Riesco ad averne conferma fuori dalla stazione, dato che nei 5 minuti in cui aspetto che arrivi la mia ragazza, mi viene chiesto 50 volte se ho biglietti da vendere?
Anyway, entriamo al Coronet e capisco che forse poi E&C non è cambiata così tanto: ci sono i metal detector alla porta, ma poi dentro riesco a constatare che la faccia più pericolosa è quella di un’irlandese sbarbato e sbronzo che ci sta provando con una ragazza. ah, prima o poi mio caro, ti renderai conto di non riuscire a toccarti le mani abbracciandola e sarà troppo tardi.

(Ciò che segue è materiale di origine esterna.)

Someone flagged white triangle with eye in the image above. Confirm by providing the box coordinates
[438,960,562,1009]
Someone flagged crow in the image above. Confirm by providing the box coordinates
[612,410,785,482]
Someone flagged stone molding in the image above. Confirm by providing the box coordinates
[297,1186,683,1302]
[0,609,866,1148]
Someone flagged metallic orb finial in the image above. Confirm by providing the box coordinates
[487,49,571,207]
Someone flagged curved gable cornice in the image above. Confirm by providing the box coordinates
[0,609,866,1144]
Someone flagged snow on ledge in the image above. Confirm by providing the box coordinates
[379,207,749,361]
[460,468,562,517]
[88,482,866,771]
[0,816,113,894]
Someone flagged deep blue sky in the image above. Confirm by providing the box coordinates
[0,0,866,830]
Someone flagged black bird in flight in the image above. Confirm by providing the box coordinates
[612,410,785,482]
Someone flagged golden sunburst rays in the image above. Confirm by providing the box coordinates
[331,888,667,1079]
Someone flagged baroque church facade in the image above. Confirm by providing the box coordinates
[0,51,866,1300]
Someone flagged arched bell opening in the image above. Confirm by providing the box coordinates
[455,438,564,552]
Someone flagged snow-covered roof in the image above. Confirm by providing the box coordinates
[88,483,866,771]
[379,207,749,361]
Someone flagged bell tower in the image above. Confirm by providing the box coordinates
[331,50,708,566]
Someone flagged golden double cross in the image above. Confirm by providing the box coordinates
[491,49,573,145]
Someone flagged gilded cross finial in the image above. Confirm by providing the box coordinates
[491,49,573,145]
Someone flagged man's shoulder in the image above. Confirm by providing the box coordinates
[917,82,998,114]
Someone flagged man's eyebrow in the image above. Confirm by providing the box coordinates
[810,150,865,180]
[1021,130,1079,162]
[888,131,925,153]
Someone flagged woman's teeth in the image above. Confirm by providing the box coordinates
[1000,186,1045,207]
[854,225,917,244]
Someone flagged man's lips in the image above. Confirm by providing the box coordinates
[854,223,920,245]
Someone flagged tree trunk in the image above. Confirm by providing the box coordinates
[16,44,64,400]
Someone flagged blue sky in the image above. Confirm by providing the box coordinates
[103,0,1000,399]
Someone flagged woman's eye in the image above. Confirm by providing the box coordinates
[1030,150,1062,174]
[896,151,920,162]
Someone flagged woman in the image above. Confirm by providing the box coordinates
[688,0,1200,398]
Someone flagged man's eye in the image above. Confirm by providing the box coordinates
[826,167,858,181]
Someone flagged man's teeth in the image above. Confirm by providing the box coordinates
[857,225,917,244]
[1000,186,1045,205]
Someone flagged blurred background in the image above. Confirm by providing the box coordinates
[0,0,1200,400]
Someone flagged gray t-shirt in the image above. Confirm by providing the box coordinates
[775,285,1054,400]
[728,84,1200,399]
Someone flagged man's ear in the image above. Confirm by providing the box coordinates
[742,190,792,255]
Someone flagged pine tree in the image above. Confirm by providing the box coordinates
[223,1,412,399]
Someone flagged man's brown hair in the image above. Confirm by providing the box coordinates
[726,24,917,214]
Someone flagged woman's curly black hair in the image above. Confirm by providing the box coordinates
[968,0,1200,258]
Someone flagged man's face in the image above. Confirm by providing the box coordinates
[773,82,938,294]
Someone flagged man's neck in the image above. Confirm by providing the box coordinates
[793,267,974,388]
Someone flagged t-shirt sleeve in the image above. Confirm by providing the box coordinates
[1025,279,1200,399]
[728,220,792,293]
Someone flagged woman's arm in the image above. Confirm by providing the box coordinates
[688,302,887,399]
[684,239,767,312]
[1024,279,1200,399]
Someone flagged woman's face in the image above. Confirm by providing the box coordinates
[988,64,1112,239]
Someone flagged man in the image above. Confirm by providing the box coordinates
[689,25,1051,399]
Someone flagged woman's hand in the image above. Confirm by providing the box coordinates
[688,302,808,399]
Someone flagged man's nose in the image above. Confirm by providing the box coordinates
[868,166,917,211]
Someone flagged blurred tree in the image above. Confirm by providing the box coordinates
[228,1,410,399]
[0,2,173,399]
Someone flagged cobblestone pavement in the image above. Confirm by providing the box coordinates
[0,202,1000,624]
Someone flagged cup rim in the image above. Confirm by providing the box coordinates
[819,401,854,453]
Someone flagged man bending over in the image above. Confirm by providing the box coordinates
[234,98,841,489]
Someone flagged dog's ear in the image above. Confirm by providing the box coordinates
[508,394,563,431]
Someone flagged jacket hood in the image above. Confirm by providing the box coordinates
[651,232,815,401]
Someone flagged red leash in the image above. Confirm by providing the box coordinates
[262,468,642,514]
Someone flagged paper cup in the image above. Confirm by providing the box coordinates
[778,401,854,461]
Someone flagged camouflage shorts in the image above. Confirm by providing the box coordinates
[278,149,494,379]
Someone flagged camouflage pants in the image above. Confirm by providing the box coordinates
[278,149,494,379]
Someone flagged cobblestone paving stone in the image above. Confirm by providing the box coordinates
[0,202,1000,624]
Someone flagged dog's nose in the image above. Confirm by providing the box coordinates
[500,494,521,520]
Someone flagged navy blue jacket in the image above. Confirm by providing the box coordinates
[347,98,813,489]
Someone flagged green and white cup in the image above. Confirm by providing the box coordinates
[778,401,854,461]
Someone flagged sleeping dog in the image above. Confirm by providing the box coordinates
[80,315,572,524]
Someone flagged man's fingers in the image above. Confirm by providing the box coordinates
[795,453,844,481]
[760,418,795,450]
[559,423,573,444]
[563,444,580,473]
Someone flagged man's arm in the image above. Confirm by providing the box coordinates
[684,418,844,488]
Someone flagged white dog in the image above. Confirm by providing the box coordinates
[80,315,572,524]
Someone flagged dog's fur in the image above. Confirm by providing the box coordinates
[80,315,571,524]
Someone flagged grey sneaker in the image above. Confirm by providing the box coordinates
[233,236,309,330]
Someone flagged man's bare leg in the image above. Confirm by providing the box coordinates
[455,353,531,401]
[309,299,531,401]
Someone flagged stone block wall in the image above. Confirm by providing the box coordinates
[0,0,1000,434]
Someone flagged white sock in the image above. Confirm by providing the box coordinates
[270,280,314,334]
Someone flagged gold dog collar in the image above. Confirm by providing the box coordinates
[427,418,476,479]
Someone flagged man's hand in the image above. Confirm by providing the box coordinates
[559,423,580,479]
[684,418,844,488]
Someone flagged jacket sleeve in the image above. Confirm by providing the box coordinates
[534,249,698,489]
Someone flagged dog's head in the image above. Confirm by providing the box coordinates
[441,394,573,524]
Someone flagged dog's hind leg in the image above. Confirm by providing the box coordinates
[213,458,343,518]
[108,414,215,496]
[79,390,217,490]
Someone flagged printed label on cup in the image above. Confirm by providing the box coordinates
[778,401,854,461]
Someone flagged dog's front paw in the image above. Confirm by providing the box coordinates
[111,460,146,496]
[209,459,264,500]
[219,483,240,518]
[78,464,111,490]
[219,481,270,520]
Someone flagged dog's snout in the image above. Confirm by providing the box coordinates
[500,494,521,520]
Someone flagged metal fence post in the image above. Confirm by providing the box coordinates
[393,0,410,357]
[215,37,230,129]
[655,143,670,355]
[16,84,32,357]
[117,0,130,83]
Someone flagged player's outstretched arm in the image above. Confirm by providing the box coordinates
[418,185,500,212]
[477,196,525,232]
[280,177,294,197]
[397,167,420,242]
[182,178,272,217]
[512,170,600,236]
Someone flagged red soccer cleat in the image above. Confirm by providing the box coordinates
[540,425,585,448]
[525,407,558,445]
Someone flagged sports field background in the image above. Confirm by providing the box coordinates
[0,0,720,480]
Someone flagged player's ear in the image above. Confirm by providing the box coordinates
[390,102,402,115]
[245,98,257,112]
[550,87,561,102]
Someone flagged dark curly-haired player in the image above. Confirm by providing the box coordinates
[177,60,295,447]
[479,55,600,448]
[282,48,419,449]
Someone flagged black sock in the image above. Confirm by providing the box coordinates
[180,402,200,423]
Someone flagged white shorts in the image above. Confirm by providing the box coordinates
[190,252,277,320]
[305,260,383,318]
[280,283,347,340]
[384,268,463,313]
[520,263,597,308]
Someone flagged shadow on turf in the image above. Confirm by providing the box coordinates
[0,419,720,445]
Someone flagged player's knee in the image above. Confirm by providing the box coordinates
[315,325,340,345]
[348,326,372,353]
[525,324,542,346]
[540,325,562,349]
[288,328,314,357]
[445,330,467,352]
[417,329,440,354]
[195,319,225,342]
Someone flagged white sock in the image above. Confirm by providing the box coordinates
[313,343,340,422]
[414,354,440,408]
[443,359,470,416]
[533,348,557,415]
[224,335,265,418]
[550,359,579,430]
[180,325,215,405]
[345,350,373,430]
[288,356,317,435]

Il Theatre è al massimo della capacità, lo chiamano over-booking. Si hanno difficoltà a passare dalle scale, ma riesco a scavarmi un angolo nella platea, ma per non perdere tale vantaggio, devo rinunciare alla second pinta. Apre DjMum, un ragazzo volenteroso che ci fa scoprire l’imbarazzo di vedere una band andare via senza applausi.
Arriva Chet Faker sul palco e parte il delirio. I primi 20 minuti sono fatti in solo, con un faro che da dietro lo illumina quasi divinamente e cambia colore ed atmosfera ad ogni canzone. Qualche pezzo da Built On Glass, qualche pezzo dagli EP precedenti ed un’improvvisazione elettro-prog davvero notevole. Poi arrivano basso e batteria per aiutarlo ad eseguire le hit: To Me, Release Your Problems, No Advice, Cigarettes and Loneliness.
Quando riconosco le note di To Me siamo quasi alla fine, che viene poi sancita dai due singoli Gold e Talk Is Cheap. Finale prevedibile. Un po’ meno – molto meno- la versione finale piano e voce di Talk Is Cheap: intensissima ed impeccabile.
Mi resta un solo rammarico, quello che a quel punto della serata, schiacciato dai vicini, mi ero allontanato nel fondo della sala. CI rivedremo posto Chet, sicuramente in un posto dove sarà più facile trovare posto. Giusto perché come sai, dal Coronet non ci si passa mai per caso.